Addio a una grande protagonista del primo cinema parlato.
di Pino Farinotti
Il titolo è evocativo con una cifra di mélo, ma è vero che Joan de Beauvoir de Havilland, in arte Joan Fontaine, fu l'eroina dei nostri nonni, magari dei bisnonni. È una delle ultime "divine" che facevano parte della prima generazione del cinema "parlato". Ha fatto film fino dal 1937, ventenne, quando il cinema stava addirittura sperimentando il colore. E c'era fino a ieri Joan, mentre c'è ancora sua sorella Olivia de Havilland, 97enne, più grande di un anno. Chissà che "Melania" non arrivi al secolo e lo superi.
Joan era nata a Tokyo da famiglia inglese.
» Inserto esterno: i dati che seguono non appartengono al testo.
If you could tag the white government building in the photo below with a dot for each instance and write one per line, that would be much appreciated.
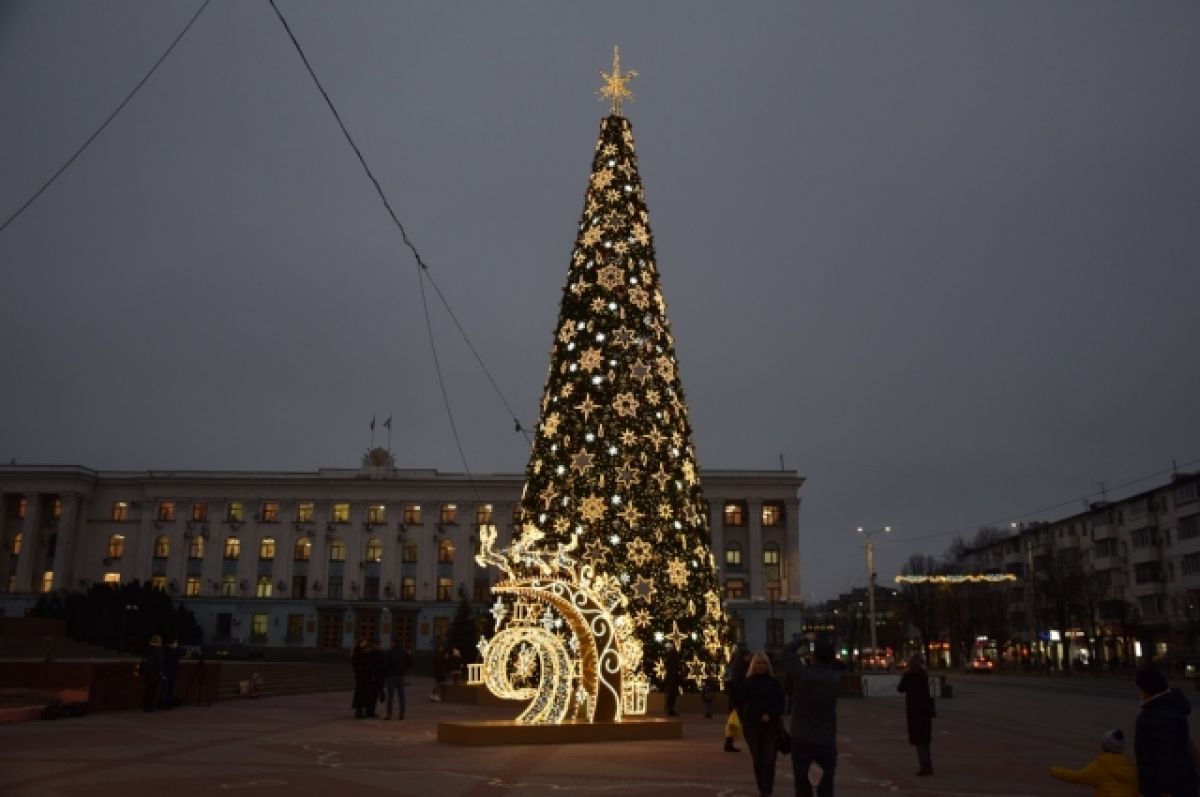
(288, 559)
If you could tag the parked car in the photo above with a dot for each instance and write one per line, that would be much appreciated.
(981, 664)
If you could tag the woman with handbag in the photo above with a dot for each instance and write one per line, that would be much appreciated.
(760, 702)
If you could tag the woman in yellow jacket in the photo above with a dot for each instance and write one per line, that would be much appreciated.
(1109, 774)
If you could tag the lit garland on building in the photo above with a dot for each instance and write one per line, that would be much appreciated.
(967, 577)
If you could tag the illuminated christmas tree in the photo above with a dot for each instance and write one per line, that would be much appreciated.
(613, 461)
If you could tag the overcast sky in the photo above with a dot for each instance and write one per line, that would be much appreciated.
(941, 257)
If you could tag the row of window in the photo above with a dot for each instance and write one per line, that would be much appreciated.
(735, 513)
(271, 511)
(733, 555)
(267, 549)
(264, 587)
(736, 588)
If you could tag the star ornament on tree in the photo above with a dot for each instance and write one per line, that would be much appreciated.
(615, 89)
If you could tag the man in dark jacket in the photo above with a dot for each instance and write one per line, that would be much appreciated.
(1161, 738)
(394, 681)
(814, 720)
(150, 669)
(919, 712)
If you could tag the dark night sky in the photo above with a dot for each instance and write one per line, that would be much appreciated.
(940, 256)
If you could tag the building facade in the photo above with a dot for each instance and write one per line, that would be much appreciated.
(1114, 585)
(277, 559)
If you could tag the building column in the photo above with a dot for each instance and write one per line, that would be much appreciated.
(792, 549)
(717, 532)
(754, 549)
(65, 565)
(30, 546)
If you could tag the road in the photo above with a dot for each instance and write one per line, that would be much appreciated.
(995, 737)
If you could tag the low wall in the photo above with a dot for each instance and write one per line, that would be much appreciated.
(109, 685)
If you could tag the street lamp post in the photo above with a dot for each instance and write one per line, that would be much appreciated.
(870, 577)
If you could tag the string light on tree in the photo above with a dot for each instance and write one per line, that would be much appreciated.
(613, 462)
La madre Lilian Augusta Ruse, separatasi dal marito, portò le sorelle a vivere a Saratoga, nella contea di Santa Clara, California. C'è sempre, nella storia di una diva il momento in cui viene notata da qualcuno importante, nel caso di Joan Fontaine si trattava di Jesse Lasky, fondatore della Paramount: la Fontaine recitava nella commedia Call It a Day, al Capitol Theatre di Hollywood. Cominciò tutto da lì. Prima del decisivo incontro con Hitchcock, nel 1940, Joan ebbe modo misurarsi in ruoli e con partner che le diedero la misura del suo talento e il modo di resettarlo.
Accanto a Fred Astaire capì di non essere... Ginger Rogers, in mezzo al formidabile cast femminile di "Donne" (Crawford, Russell, Shearer) di Cukor, si rese conto di poter competere al livello più alto. Era il '39. In quello stesso anno il caso volle che Joan, a un party, sedesse accanto a David O. Selnick, il produttore più intelligente e creativo di Hollywood. Il discorso cadde su Daphne du Maurier, la scrittrice, inglese come Joan. Il soggetto era un suo romanzo "Rebecca" che Selznick aveva acquistato per affidarlo dal regista, inglese, Alfred Hitchcock. Il produttore organizzò un provino, Hitchcock disse "o.k." e Joan si trovò ad affrontare il ruolo, non semplice della seconda signora de Winter, Rebecca, la prima moglie, appunto. E così, a soli 23 anni era una diva del mondo.
Hitchcock la "perfezionò" l'anno dopo con Sospetto il ruolo era quello di moglie dell'avventuriero, problematico Cary Grant. La Fontaine vinse l'Oscar da protagonista. Quel riconoscimento le costò parte del rapporto con la sorella Olivia che, più affermata di lei, non lo aveva ancora ottenuto. E proprio in quell'anno Olivia concorreva con film La porta d'oro. Un autentico corpo a corpo che vide prevalere la minore. La De Havilland si rifece più tardi vincendone due di Oscar, con A ciascuno il suo destino (1946) e L'ereditiera (1949). Ciascuna delle due sorelle si ritenne sempre più brava e bella dell'altra. Una rivalità durata ... ottant'anni.
Joan Fontaine era un'autentica signora di Hollywood, bella nel viso e nel corpo, affascinante nelle movenze, elegante in tutto. Nella sua generazione forse non occorrono neppure due mani per contare la sue omologhe. Dopo i decenni eroici, i Quaranta e i Cinquanta, l'attrice si è spesa con intelligenza e misura. Non ha compromesso il suo mito con ruoli che non le appartenevano più. Nel magnifico palazzo del cinema occupa un suite importante. Nel privato è stata ... irrequieta. Ha avuto quattro mariti, e ad ogni matrimonio, richiesta di un commento, la sorella Olivia commentava: "durerà poco, con quel carattere...". Quando esce di scena una parte di quella Hollywood eroica è bene ricordarsi che quello era il cinema più bello del mondo. E la Fontaine ne era una delle maggiori protagoniste.